Les petites filles avaient beaucoup de choses à répondre. Oui, elles seraient très-heureuses d’aller au Prieuré de Mordred ; c’était très-joli ; leur oncle Charles leur avait fait voir la maison pendant une excursion. Ce serait une charmante partie, surtout si l’on dînait sur l’herbe, comme disait M. Lansdell. Les enfants étaient prêtes à tout, dès qu’il s’agissait d’un congé. Quant à Isabel, elle rougit et répondit : « Merci ! » quand Roland l’invita à visiter Mordred avec ses anciennes élèves. Elle ne trouvait rien à dire à cet homme séduisant et majestueux qui réunissait dans sa personne tous les attributs de ses héros favoris.

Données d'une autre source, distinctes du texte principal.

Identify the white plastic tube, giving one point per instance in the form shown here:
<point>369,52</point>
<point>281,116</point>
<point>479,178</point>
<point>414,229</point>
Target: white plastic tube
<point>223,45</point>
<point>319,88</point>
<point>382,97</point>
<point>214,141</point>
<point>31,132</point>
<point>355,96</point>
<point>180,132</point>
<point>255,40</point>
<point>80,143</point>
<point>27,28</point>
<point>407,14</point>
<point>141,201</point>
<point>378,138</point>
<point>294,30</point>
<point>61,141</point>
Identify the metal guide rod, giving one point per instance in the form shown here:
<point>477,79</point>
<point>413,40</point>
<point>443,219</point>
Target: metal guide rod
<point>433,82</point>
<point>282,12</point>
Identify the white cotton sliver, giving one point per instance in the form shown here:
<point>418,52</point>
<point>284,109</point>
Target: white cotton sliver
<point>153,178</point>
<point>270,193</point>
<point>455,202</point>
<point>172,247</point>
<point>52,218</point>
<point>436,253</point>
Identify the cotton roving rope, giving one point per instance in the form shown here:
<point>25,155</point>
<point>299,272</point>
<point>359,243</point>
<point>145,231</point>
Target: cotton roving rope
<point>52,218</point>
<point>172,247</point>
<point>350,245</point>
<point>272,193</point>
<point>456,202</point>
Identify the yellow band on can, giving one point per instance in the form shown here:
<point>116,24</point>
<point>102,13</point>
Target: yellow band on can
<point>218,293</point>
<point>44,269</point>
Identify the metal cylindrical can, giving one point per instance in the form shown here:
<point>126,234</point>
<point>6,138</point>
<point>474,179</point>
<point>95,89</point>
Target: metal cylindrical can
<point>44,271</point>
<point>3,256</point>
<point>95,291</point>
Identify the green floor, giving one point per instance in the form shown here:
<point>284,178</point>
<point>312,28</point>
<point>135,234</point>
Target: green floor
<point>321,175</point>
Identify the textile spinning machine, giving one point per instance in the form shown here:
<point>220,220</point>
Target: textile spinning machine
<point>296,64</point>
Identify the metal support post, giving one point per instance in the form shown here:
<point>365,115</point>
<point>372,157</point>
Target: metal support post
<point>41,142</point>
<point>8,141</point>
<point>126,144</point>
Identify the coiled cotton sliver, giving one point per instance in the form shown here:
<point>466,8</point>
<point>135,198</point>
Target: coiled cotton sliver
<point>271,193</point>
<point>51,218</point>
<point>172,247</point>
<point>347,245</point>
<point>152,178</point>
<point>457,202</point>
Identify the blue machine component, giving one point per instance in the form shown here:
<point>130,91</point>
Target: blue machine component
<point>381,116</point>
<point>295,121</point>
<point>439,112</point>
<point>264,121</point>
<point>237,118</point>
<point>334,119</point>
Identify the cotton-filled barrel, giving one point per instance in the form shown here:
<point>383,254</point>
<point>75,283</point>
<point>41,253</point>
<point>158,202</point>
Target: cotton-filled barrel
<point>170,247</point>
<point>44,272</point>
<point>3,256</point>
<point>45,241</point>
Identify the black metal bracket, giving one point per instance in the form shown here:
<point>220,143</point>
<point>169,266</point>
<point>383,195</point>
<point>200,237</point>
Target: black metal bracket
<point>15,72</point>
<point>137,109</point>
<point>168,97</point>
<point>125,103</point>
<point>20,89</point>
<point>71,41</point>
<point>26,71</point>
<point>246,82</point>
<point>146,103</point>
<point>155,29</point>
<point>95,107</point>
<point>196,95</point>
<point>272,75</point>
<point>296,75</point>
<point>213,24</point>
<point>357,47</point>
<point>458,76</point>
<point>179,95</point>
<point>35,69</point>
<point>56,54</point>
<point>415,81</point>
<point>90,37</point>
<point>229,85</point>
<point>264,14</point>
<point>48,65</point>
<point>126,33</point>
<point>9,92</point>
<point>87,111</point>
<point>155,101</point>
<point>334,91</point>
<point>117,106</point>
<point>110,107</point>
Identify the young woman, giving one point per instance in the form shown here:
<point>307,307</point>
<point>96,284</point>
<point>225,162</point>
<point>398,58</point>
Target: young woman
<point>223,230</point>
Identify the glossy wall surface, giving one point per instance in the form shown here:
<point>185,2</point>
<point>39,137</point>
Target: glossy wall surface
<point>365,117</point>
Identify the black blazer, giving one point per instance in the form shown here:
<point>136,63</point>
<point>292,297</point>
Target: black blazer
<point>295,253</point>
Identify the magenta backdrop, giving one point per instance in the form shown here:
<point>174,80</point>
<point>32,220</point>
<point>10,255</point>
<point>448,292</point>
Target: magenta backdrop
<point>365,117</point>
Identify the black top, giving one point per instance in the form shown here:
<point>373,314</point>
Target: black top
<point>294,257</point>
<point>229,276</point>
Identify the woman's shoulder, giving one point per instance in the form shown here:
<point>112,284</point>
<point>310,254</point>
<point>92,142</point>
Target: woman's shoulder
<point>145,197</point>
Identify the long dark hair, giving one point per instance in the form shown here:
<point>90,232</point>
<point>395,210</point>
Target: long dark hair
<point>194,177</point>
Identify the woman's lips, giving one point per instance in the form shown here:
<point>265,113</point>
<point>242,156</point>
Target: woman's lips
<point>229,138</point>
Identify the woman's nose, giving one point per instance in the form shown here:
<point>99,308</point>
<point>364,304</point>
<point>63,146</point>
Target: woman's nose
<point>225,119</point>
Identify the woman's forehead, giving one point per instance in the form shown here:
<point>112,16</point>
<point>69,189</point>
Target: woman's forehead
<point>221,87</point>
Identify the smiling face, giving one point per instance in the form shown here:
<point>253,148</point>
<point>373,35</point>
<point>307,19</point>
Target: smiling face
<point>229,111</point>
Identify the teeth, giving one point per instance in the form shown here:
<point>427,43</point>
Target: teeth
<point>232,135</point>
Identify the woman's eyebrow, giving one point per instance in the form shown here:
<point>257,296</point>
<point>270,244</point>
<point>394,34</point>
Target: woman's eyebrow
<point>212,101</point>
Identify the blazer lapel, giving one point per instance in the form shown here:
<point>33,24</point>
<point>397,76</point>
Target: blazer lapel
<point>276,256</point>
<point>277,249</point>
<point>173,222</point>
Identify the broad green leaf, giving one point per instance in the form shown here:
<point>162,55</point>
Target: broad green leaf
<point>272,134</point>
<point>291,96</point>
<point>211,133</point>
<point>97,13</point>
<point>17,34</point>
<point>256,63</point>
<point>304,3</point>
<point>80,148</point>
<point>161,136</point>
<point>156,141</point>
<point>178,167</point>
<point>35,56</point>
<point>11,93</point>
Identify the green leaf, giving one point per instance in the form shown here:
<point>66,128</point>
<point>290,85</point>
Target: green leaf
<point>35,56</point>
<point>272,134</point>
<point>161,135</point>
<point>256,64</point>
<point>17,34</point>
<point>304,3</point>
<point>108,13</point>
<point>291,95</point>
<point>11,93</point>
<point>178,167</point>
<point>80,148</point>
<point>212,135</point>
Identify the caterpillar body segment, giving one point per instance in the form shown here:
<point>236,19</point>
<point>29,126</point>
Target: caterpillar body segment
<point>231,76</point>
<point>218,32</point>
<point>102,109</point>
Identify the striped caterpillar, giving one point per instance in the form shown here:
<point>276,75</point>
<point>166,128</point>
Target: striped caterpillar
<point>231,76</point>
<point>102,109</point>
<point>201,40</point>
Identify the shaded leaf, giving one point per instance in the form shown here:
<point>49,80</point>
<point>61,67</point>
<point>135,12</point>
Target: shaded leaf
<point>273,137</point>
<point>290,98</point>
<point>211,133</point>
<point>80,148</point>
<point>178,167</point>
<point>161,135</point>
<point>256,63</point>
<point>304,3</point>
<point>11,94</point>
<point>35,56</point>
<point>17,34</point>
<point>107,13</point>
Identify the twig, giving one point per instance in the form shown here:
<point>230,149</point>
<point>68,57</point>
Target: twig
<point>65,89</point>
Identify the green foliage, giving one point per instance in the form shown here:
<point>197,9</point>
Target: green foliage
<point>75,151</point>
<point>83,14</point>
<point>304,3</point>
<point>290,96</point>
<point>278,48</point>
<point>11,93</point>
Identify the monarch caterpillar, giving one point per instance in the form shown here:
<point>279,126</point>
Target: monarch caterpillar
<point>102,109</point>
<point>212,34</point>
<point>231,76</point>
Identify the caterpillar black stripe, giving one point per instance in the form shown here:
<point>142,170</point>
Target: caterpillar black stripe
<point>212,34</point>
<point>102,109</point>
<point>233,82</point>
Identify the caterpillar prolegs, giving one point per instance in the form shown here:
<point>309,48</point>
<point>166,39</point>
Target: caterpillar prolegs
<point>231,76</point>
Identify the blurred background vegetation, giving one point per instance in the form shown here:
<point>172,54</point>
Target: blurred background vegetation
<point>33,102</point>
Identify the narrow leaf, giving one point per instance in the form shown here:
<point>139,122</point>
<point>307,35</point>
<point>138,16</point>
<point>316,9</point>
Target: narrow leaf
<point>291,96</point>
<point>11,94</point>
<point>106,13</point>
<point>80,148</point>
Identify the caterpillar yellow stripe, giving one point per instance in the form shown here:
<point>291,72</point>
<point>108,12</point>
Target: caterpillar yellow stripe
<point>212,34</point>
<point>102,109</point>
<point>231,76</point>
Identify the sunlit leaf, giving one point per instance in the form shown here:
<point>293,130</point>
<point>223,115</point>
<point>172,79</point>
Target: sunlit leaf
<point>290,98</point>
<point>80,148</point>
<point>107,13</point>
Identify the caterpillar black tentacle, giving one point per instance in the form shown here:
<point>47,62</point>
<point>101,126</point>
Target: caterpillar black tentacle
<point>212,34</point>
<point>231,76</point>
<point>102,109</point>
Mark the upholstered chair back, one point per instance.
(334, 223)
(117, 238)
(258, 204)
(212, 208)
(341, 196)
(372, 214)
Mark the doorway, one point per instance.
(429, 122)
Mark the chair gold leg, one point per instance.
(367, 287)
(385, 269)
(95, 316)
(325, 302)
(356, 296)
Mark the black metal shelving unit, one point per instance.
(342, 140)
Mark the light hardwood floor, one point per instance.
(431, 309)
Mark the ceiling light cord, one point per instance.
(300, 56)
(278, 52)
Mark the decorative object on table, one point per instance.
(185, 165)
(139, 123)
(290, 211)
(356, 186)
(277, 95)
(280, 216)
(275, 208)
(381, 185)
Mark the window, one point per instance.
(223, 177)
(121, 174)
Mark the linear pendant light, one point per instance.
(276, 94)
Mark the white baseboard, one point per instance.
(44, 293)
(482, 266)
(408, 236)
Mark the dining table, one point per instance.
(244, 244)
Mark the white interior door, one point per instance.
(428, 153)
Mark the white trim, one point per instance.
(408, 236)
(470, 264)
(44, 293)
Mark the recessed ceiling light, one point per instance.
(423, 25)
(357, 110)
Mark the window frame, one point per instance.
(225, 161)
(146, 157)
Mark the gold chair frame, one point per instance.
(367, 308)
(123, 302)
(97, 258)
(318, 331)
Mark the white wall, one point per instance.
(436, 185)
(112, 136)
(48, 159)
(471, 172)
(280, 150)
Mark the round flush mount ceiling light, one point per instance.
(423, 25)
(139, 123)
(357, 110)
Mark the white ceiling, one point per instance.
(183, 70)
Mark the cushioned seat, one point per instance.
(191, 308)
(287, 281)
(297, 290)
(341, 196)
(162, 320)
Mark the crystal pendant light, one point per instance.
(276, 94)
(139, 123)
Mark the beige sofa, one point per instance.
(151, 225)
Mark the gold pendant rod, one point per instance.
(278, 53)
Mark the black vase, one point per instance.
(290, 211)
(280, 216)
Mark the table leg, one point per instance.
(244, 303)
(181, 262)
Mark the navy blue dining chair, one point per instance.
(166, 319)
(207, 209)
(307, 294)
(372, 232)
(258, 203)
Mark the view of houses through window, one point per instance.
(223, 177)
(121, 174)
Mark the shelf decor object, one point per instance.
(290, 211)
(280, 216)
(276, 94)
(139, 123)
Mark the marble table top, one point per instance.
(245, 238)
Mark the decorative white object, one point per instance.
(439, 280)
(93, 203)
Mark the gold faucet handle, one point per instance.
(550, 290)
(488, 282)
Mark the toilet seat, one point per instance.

Combien de fois cette jeune rêveuse n’avait-elle pas évoqué une situation identique et ne s’était-elle pas représentée causant avec une aisance railleuse, demi-méprisante, demi-enjouée ; tenant tête à un marquis fou d’amour et se jouant d’un duc aussi facilement que Marie, reine d’Écosse, s’était jouée du présomptueux Chastelar ! Et maintenant que le rêve était réalisé, maintenant que cette magnifique créature byronienne était à ses côtés, lui parlant, essayant de la faire répondre, la regardant à travers les cils soyeux qui voilaient ses regards, — elle était anéantie et muette ; c’était une pensionnaire éperdue et balbutiante ; une Paméla stupéfaite et ahurie par le premier compliment de son aristocratique tyran.